My whole life is autism. I feel like I’ve killed myself to help him, give him his best life, get the best therapies, and he is still severe. This is forever. And it’s not going away.
Once again, I need to wrap my brain around that.
I’m on this constant cycle of hope, acceptance, grief, forever, and repeat. And I’m exhausted.
Take a listen. But be kind please.
https://youtu.be/PCm_9z3jeis
Finding Cooper’s Voice is a safe, humorous, caring and honest place where you can celebrate the unique challenges of parenting a special needs child. Because you’re never alone in the struggles you face. And once you find your people, your allies, your village….all the challenges and struggles will seem just a little bit easier. Welcome to our journey. You can also follow us on Facebook and subscribe to our newsletter.
Some of us are wondering how we might be able to help. Another follower asked me if I could open a Go-Fund me for the stroller you guys need. Medical costs are expensive and you do have a village. If you get the time to find the comment I am talking about in the FB video you posted yesterday please let us know what is the best way to help. You could also add a donation button that coupd go towards Cooper’s medical expenses… I know one feels awful, but you’d be surprised. You raise us up more times that you could know (mamma of 2 autistic boys)
I also have never heard my sons voice,.
I so understand, I see you in the dark, I sit in the dark more times than I’d like to admit.
I’ve left a seat open next to me if you ever need to take a rest, we can maybe turn on a nightlight until were ready for the overhead light.
<3
Hi Kate,
I want to thank you for being real and honest. My daughter is globally delayed (real age is 9.5, developmentally is 4.5) and although her needs are very different than Cooper’s, I can understand some of your pain. I don’t have friends who understand having a 9 year old who can’t read or write her name and prefers watching Paw Patrol or Backyardigans. It is a lonely world and I am so thankful you’ve let us into yours. I hope your time in the dark isn’t too long and that when you come back to the light, you are ready to face the world.

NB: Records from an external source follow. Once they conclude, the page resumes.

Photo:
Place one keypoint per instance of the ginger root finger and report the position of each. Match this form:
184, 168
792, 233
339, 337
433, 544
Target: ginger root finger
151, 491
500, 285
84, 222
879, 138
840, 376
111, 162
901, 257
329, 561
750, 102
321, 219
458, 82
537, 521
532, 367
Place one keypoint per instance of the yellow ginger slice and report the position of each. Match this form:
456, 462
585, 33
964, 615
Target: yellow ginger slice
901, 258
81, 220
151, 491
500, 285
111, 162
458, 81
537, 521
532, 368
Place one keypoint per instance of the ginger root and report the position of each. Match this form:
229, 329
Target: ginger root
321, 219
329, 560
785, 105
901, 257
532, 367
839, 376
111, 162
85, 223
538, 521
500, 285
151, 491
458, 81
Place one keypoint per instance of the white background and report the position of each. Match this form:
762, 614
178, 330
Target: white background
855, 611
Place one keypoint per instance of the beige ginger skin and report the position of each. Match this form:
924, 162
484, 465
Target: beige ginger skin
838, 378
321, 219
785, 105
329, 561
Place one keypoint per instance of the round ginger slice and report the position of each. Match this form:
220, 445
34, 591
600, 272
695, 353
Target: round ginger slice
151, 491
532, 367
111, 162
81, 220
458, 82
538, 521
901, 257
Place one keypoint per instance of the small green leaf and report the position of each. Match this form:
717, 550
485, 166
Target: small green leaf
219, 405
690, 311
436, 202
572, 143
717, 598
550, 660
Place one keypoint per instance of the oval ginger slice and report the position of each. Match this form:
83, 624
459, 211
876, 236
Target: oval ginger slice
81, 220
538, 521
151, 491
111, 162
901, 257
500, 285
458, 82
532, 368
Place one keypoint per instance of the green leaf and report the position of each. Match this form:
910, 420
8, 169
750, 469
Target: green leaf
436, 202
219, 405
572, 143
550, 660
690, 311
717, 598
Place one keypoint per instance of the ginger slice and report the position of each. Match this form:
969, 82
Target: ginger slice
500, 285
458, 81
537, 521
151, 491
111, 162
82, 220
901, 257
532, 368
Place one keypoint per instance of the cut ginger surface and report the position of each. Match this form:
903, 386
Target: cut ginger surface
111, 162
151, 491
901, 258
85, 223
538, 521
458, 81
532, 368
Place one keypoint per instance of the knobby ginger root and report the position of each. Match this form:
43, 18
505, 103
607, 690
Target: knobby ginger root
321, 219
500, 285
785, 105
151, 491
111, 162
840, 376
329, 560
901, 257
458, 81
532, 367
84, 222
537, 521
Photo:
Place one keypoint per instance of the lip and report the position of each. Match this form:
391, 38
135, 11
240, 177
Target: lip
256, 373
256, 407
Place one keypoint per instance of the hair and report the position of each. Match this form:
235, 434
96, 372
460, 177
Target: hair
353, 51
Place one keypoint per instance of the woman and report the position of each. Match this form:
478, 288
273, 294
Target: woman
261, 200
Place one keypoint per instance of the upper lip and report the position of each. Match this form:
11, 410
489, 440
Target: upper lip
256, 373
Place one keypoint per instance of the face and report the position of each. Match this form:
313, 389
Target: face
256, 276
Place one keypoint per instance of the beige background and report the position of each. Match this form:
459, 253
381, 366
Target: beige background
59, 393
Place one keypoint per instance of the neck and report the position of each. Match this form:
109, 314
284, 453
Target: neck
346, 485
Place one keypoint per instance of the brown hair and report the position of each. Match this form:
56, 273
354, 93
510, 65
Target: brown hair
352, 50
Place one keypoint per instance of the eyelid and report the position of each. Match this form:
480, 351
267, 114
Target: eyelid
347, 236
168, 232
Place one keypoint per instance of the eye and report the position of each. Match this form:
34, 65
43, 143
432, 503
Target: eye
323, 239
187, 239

Hi! I’m a teaching assistant in a public school working with children with special needs. I also grew up with a brother who is mentally retarded. I’m probably not supposed to use that word, but it is what it is. I especially appreciated how you talked about how you wanted your son to cooperate- just for a little while- to shut off the disability- the wish to be able to take a break from it just for a moment… I understand that frustration and was surprised to hear someone verbalize it so perfectly!
The wish isn’t going to happen, but strengthened me- just hearing someone else say it.